I blogged about Hannah before. Go here and here.

13 October 2023


For today's post I wanted to pose some questions for readers to answer. You must have seen this kind of thing before. I guess we might call them "get to know you" questions. There are many examples of these lists of questions out there in the blogosphere

Try as I might, I could not come up with any questions of my own  that I particularly wanted to ask so I sought help and ended up at a blog managed by a youngish woman called Molly Stillman based on a farm in North Carolina. Of herself she says, "I don't take myself seriously, but I do take burritos seriously. I'm just an imperfect woman chasing after a perfect Savior."
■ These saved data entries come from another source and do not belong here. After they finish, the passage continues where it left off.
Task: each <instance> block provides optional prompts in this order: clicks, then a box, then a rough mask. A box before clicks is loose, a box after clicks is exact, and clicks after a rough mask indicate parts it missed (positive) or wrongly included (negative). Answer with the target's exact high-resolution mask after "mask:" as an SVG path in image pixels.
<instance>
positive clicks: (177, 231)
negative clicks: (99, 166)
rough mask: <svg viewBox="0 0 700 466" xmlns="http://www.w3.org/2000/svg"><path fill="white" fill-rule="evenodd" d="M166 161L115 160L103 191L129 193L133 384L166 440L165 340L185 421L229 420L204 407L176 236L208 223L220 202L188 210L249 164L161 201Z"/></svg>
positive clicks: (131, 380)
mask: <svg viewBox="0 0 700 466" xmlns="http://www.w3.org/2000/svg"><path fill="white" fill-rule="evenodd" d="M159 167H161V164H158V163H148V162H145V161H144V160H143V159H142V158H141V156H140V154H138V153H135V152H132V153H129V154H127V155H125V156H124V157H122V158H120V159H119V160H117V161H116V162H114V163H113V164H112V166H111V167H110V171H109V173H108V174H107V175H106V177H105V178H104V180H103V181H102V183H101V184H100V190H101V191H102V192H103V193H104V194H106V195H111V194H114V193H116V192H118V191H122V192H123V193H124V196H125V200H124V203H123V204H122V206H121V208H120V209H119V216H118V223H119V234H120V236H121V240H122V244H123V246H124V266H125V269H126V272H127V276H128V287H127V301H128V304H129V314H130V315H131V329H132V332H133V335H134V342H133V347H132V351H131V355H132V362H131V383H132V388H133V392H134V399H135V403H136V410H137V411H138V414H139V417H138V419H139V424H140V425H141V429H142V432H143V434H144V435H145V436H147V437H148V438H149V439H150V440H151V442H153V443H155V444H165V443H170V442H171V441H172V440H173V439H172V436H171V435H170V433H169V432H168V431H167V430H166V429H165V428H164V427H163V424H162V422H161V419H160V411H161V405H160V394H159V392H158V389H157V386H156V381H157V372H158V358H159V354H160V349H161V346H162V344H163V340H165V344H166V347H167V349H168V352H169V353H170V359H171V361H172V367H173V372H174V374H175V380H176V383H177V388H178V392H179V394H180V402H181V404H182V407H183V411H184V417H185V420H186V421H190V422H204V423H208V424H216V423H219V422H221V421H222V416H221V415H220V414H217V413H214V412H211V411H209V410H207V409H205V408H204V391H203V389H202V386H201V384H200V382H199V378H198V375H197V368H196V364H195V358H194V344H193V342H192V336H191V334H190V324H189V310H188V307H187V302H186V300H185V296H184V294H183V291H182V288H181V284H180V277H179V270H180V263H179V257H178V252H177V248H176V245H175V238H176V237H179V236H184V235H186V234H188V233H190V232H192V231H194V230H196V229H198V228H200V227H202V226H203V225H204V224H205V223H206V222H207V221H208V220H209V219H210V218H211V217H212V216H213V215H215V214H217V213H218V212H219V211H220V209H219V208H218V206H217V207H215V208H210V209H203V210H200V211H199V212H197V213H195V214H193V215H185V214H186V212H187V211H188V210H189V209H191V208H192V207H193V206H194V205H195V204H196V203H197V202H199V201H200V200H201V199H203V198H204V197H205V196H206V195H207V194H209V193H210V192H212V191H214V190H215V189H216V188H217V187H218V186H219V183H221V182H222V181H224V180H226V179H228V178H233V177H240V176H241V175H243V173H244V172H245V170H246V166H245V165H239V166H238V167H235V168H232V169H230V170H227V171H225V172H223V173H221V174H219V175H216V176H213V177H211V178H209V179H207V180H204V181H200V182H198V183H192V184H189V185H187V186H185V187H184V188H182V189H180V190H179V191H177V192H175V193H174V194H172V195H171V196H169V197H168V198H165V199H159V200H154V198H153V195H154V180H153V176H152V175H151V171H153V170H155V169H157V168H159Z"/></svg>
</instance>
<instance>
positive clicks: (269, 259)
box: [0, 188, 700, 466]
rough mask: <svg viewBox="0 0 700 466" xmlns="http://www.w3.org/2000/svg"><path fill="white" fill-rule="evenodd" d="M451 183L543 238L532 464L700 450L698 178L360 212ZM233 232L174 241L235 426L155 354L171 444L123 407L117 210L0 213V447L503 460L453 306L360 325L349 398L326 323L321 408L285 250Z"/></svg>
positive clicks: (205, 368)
Molly had in fact come up with a list of fifty finding out questions but I narrowed them down to just ten. Here they are for you to think upon and possibly answer in the comments section.  My own responses are listed below the questions...
  1. What's your favourite scented candle?
  2. What female celebrity do you wish you were related to?
  3. What’s one thing you own that you should probably get rid of, but just can’t?
  4. Can you do a split? (English: the splits)
  5. What did you dress up as on Halloween when you were eight?
  6. Would you rather have an American accent or a British accent?
  7. What would your parents have named you if you were the opposite gender?
  8. Do you have any weird phobias?
  9. Would you rather be attacked by a big bear or a swarm of bees?
  10. If you have a nickname, what is it?
  1. A plain candlewax scented one.
  2. Taylor Swift because she is so bloody rich she might give me a wad of banknotes.
  3. The well-thumbed copy of "Playboy" that I hide under our mattress.
  4. You must be joking. I would end up in hospital if I even tried.
  5. I just wore my normal clothes as we never "did" Halloween in England back then.
  6. I would rather have a Yorkshire accent - in other words, the same accent that I have now.
  7. Honeysuckle Melody Rose
  8. Yes. I am afraid of dentists so I am a dentophobic.
  9. I would rather be attacked by a big bear that is itself being attacked by that swarm of bees. I might be able to escape. Fortunately we don't have big bears in The Peak District but we have got sheep.
  10. Big Boy.

Thank you to Molly - for your inspiration.